Beautiful and Dangerous: Monastery Beach, Carmel, CA

We begin with a word of warning. Hubby and I basically stumbled upon Monastery Beach when we learned the China Cove hiking trail at Point Lobos was closed for restoration work. Not wanting to waste the one hour and 45 minute drive down to Carmel we decided to visit Monastery Beach (aka Carmel River State Beach).

It has to be one of the most beautiful beaches on the west coast.

But it's also one of the most dangerous. At least 30 people have died here. Many were attempting to rescue others.

At the beach there is:
  • No Lifeguard
  • No Swimming
  • No Wading
  • No Fishing
  • No Climbing on Rocks
  • No Sea Shell Collecting
You can:
  • Scuba Dive if you're an advanced diver. Be sure to look for the sign above before entering the water for tips on entry and exit locations and techniques.
  • Sit and look at the ocean
  • Beach Comb above the berm and take pictures of what you find
  • Build fires
  • Play on the sand
  • Bring your leashed dog

Due to numerous drownings it's earned the nickname Mortuary Beach.

If you want to swim go to Carmel Beach (map) at the end of Ocean Avenue. It's just 3.7 miles away by car and it takes less than ten minutes to get there. It's much safer for swimming or walking right along the shoreline so why take the risk by going in or even near the water at Monastery?

The signs say if you see anyone in distress:
  1. Do not attempt to rescue them
  2. Direct them to crawl to dry sand or to swim out past the breaking waves
  3. Call 911
  4. Do not lose sight of the person.
  5. Wait for rescue personal

I wanted to visit a beach to practice shooting. Specifically I wanted to use my fastest shutter speed to capture moving waves, flying birds, and I wanted to photograph very pretty water.

With its short, curved beach, sea foam green, Curacao and inky blue waters, a shore uncluttered by rock formations, and a cove-like geography, Monastery makes you feel as if you're in the Caribbean and that the water is both warmer and safer than it actually is.

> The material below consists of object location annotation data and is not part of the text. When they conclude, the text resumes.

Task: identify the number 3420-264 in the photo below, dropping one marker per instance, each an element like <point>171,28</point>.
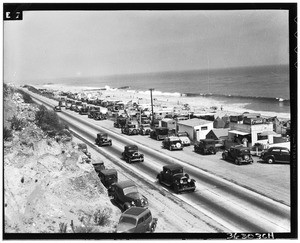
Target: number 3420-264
<point>245,236</point>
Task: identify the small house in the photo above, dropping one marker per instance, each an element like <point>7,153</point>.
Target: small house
<point>196,128</point>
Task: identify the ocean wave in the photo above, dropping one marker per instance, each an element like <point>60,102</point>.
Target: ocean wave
<point>278,99</point>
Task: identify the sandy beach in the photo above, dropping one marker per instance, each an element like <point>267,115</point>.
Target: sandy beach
<point>199,105</point>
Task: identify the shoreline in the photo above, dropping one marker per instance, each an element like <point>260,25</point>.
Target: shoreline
<point>200,104</point>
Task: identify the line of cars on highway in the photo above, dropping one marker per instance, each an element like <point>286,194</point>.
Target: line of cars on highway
<point>171,140</point>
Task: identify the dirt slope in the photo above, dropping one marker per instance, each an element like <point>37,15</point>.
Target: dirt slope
<point>46,185</point>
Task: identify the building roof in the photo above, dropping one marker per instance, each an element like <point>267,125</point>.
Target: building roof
<point>194,122</point>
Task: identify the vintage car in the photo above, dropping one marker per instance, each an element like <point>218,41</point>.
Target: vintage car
<point>145,129</point>
<point>98,166</point>
<point>173,177</point>
<point>276,154</point>
<point>184,137</point>
<point>172,143</point>
<point>238,154</point>
<point>57,108</point>
<point>98,115</point>
<point>68,105</point>
<point>131,154</point>
<point>84,110</point>
<point>131,128</point>
<point>159,133</point>
<point>83,147</point>
<point>126,195</point>
<point>120,122</point>
<point>137,220</point>
<point>205,146</point>
<point>108,177</point>
<point>102,139</point>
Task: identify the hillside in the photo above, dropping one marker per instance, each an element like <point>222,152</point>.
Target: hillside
<point>47,186</point>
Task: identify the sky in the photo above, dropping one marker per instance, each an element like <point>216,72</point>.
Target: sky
<point>63,44</point>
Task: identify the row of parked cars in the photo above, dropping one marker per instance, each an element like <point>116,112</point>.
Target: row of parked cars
<point>136,216</point>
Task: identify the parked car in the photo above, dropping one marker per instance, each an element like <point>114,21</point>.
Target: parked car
<point>102,139</point>
<point>145,129</point>
<point>172,143</point>
<point>137,220</point>
<point>108,177</point>
<point>131,128</point>
<point>184,137</point>
<point>126,195</point>
<point>84,110</point>
<point>120,122</point>
<point>159,133</point>
<point>173,177</point>
<point>239,154</point>
<point>83,147</point>
<point>57,108</point>
<point>131,154</point>
<point>98,166</point>
<point>276,154</point>
<point>205,146</point>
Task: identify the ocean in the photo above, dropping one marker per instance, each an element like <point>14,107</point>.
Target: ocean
<point>264,88</point>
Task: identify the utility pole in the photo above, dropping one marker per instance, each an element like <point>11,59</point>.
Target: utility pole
<point>152,118</point>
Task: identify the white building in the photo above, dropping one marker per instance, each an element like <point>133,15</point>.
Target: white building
<point>196,128</point>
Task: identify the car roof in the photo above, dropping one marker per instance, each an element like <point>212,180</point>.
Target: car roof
<point>207,140</point>
<point>172,166</point>
<point>124,184</point>
<point>131,146</point>
<point>136,211</point>
<point>173,138</point>
<point>277,147</point>
<point>102,134</point>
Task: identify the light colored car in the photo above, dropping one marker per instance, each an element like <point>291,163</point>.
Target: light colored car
<point>136,220</point>
<point>183,136</point>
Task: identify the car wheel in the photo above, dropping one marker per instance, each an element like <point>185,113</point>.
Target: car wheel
<point>270,160</point>
<point>159,178</point>
<point>176,188</point>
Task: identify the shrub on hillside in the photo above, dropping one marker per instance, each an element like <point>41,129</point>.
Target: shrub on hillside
<point>7,133</point>
<point>26,97</point>
<point>17,123</point>
<point>48,120</point>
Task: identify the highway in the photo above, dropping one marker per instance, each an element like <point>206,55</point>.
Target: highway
<point>236,208</point>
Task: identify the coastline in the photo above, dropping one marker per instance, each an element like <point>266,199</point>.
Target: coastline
<point>200,104</point>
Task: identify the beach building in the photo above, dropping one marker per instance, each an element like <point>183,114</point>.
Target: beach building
<point>219,123</point>
<point>251,130</point>
<point>218,134</point>
<point>196,128</point>
<point>169,123</point>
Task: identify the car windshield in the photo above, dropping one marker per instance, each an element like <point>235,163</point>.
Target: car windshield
<point>163,131</point>
<point>131,189</point>
<point>128,220</point>
<point>177,171</point>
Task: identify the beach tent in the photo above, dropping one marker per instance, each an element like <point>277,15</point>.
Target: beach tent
<point>219,123</point>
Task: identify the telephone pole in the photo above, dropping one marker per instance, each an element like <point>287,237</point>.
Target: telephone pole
<point>152,118</point>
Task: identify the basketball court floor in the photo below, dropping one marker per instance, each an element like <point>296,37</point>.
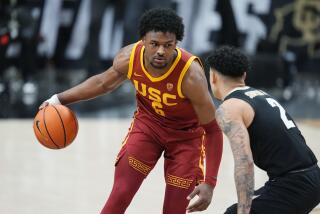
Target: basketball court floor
<point>78,179</point>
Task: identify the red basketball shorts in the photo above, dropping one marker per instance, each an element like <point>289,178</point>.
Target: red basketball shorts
<point>183,152</point>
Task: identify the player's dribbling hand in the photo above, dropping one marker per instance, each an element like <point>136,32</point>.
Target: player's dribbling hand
<point>54,100</point>
<point>204,191</point>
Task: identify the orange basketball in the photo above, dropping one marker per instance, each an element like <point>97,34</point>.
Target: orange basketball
<point>55,126</point>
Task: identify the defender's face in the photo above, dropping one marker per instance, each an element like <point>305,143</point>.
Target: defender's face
<point>213,84</point>
<point>159,48</point>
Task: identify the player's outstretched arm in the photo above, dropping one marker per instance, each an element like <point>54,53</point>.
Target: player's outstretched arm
<point>98,84</point>
<point>230,116</point>
<point>195,88</point>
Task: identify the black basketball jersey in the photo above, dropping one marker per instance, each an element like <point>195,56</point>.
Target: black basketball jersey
<point>276,142</point>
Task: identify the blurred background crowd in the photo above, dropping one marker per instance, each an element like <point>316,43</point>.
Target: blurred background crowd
<point>47,46</point>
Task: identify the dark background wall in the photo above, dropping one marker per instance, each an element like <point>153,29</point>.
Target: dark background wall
<point>48,46</point>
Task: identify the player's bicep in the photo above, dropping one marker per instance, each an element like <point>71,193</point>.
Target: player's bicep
<point>230,120</point>
<point>195,88</point>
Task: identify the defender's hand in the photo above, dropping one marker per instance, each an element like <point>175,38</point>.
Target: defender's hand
<point>204,191</point>
<point>54,100</point>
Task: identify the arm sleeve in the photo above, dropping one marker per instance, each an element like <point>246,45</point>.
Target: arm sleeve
<point>213,151</point>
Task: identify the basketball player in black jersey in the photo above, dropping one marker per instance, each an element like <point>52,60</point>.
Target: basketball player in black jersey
<point>261,132</point>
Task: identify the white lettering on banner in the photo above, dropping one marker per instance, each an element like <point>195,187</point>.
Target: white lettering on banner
<point>111,35</point>
<point>250,24</point>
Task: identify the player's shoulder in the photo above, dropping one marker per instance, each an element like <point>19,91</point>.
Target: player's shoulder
<point>195,73</point>
<point>122,58</point>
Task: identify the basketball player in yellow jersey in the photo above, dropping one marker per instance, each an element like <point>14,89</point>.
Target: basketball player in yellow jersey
<point>175,117</point>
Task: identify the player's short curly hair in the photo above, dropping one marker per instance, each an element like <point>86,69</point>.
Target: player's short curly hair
<point>161,20</point>
<point>228,61</point>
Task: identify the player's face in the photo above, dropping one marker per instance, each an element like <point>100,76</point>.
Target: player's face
<point>160,49</point>
<point>213,84</point>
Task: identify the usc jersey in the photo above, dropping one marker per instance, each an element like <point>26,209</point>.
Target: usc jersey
<point>162,97</point>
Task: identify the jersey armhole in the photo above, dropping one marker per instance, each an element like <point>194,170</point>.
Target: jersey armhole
<point>183,73</point>
<point>133,51</point>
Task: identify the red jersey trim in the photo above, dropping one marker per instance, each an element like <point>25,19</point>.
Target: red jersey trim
<point>166,74</point>
<point>131,60</point>
<point>183,72</point>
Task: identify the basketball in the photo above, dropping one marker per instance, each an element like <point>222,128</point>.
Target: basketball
<point>55,126</point>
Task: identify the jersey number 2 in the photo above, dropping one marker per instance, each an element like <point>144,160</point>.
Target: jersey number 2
<point>288,123</point>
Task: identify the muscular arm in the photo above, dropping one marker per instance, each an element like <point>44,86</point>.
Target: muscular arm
<point>100,83</point>
<point>230,118</point>
<point>195,88</point>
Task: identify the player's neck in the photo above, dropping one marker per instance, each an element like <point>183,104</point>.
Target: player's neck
<point>227,88</point>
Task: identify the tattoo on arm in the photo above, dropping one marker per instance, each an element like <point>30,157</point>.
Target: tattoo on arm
<point>243,163</point>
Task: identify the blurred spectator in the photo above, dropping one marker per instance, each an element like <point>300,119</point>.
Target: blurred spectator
<point>97,10</point>
<point>133,10</point>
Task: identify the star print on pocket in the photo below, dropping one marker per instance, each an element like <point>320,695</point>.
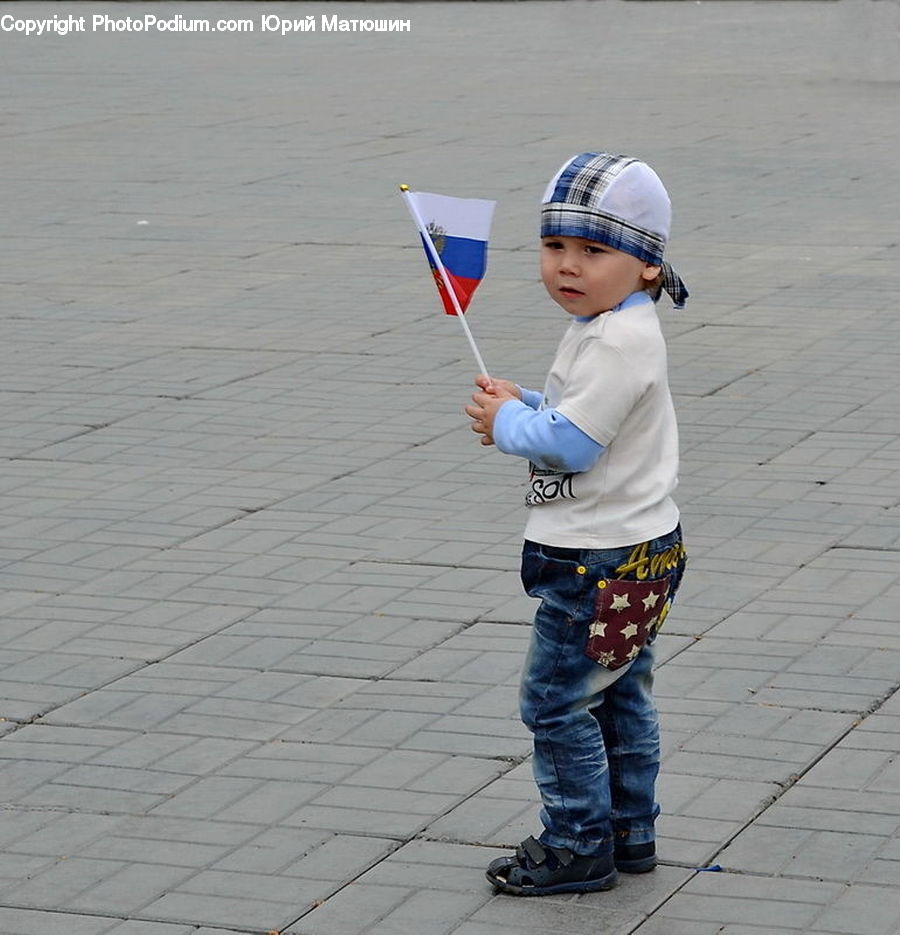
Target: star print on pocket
<point>626,614</point>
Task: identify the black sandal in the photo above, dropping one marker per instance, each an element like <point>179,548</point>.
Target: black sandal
<point>537,870</point>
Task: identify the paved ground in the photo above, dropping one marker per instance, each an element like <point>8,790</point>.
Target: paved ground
<point>261,623</point>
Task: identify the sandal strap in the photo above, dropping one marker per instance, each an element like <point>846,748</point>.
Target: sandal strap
<point>536,853</point>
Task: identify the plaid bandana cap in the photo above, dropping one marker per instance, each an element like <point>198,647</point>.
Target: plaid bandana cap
<point>617,201</point>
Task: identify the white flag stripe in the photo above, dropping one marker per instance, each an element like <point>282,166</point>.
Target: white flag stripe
<point>459,217</point>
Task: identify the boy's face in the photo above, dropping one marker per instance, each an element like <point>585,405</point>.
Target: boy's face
<point>585,277</point>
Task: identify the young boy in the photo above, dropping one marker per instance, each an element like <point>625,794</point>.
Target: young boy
<point>603,547</point>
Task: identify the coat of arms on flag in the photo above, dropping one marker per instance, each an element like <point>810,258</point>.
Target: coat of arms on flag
<point>626,615</point>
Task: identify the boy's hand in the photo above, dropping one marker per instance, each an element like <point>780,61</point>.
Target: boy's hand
<point>483,408</point>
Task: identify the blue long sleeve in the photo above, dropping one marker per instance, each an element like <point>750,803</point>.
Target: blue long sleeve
<point>545,437</point>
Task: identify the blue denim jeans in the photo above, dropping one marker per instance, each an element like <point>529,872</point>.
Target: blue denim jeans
<point>596,732</point>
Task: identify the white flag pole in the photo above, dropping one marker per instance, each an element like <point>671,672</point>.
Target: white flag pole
<point>420,224</point>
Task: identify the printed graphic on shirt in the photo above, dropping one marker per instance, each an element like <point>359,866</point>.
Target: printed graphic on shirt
<point>547,486</point>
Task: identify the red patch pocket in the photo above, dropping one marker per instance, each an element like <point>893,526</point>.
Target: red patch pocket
<point>626,614</point>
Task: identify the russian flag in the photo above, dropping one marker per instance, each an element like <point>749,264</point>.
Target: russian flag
<point>459,229</point>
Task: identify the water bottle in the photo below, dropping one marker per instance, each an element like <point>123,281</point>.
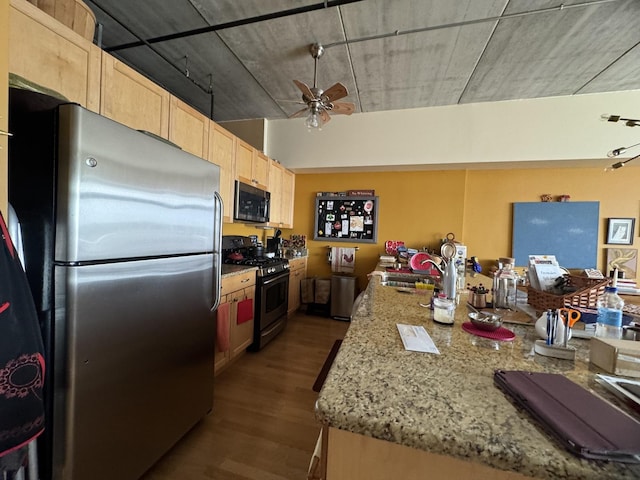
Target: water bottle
<point>609,319</point>
<point>449,279</point>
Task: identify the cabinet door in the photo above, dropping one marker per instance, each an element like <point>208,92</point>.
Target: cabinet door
<point>288,189</point>
<point>244,162</point>
<point>132,99</point>
<point>188,128</point>
<point>275,187</point>
<point>261,170</point>
<point>241,333</point>
<point>45,52</point>
<point>298,273</point>
<point>221,152</point>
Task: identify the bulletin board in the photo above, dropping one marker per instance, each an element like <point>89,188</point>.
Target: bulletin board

My friend Ken loaned me his GF2 wide angle lens to try it out to see if I need one. This is the widest angle I can get out of my 14-140mm zoom lens. Here you can't tell that the beach looks like it's in a shallow cove. But with a wider angle lens you can.

This is Ken's lens. Look at the difference! It's so dramatic. I'm thinking a wide angle lens will finish off my collection of lenses quite nicely. It's not cheap though. This one costs $954.00.

 It gave me the same 180ยบ view as my little iPhone fisheye but without the black, round, framing.

There are several signs spaced along the beach that let you know where you are. . .

And the dangers of being there. Thanks to resident and diver Frank Koucky's efforts in 2008 the signs were improved to include this graphic.

Yet even with the signs I still saw people walking too close to the water the day we were there. The beach is flat until you hit the end of the berm. Then it dips on a steep grade directly into the water. Only advanced divers should attempt to scuba dive here and only when conditions are optimal. Nobody else should be swimming or wading in these waters.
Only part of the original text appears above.